In recent years, we’ve learned that sea level rise will put coastal cities at risk of greater flooding due to storm surges and at risk of flooding without storms. But new research suggests that sea level rise could also increase the danger of tsunami hazards in those cities, even if they were typically immune from the catastrophic waves in the past. One of these cities is Macau, the Las Vegas of Asia, which stands to lose its world-renowned luxury hotels and casinos if climate change continues at its current pace.
In a paper published Wednesday in the journal Science Advances, an international team of scientists presents evidence that even as little as half a meter — about 1.6 feet — of sea level rise by the year 2060 could double the hazard posed to Macau in the event of earthquake-triggered tsunamis. They also found that an increase of a full meter by 2100 could quadruple the tsunami hazard threat. Snce scientists estimate that sea levels will rise anywhere from one to four feet by the end of this century, most of us could very well live to see the scenario predicted in this hazard estimate.
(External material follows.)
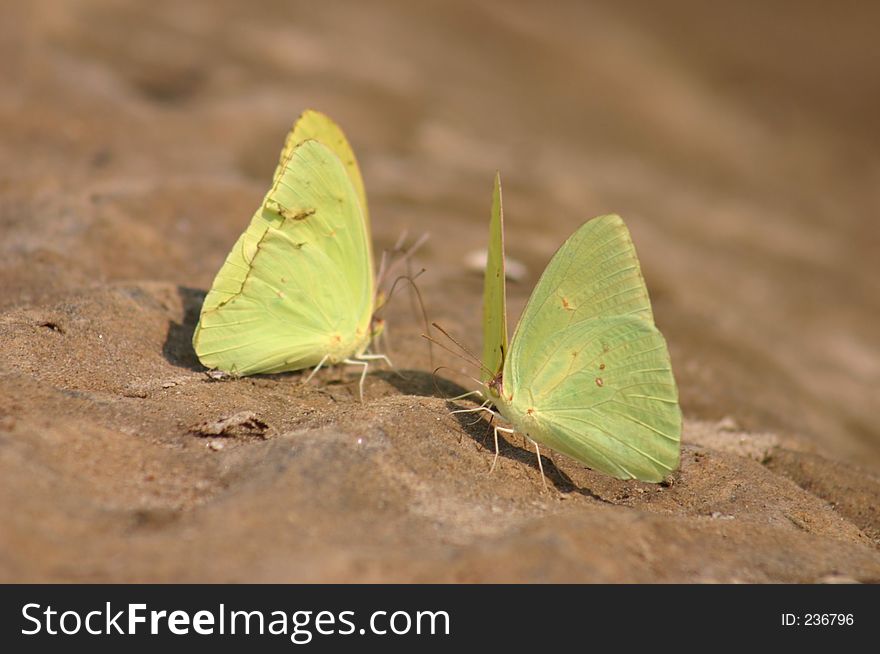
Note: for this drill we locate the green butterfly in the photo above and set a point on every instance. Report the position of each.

“We commonly hear about sea level rise, and it is surely a huge issue for many coastal cities worldwide. What is rarely studied is the interaction of other sea level extremes like storms, spring tides, and tsunamis,” Adam Switzer, Ph.D., principal investigator at Nanyang Technological University’s Earth Observatory of Singapore and one of the paper’s authors, tells Inverse.
“We wanted to see what sea level would do to tsunami risk in a city that is considered somewhat ‘tsunami safe’.” Hence their focus on Macau, a city-state that has not typically been threatened by tsunamis.
To do this, the researchers used computer models to simulate how Macau would be affected by the tsunami created by a megathrust earthquake that originated along the Manila Trench in the South China Sea. At current sea levels, they found that even a very strong earthquake of 8.4 magnitude wouldn’t affect Macau very much, which basically confirmed what years of history have shown to be the case: Macau isn’t in danger from tsunamis.
“The real surprise came from how much the very modest change in sea level changed the tsunami hazard,” says Switzer. With a mere half-meter of sea level rise, the hazard doubled. This could be bad news for Asia’s casino capital, but Switzer and his colleagues are interested in more than just Macau.
“This work is part of a larger program to investigate sea level rise and sea level extremes in Asia that covers sea level rise, storm surges, tsunamis and tidal variations,” he says. “It is well known that Asian coastal cities are among the most vulnerable globally with regard to sea level rise.” He notes that sea level rise does not happen in a vacuum, and on top of sea level rise are all sorts of compounding factors, including tsunamis. As a result of this study, the study’s authors hope that people will pay attention to the threat that sea level rise poses to other Asian cities like Hong Kong.
“This is just one location and expanding this to other coastal cities is an obvious next step,” says Switzer. “We are already collaborating with other groups to do similar work in other tsunami-prone sites worldwide.”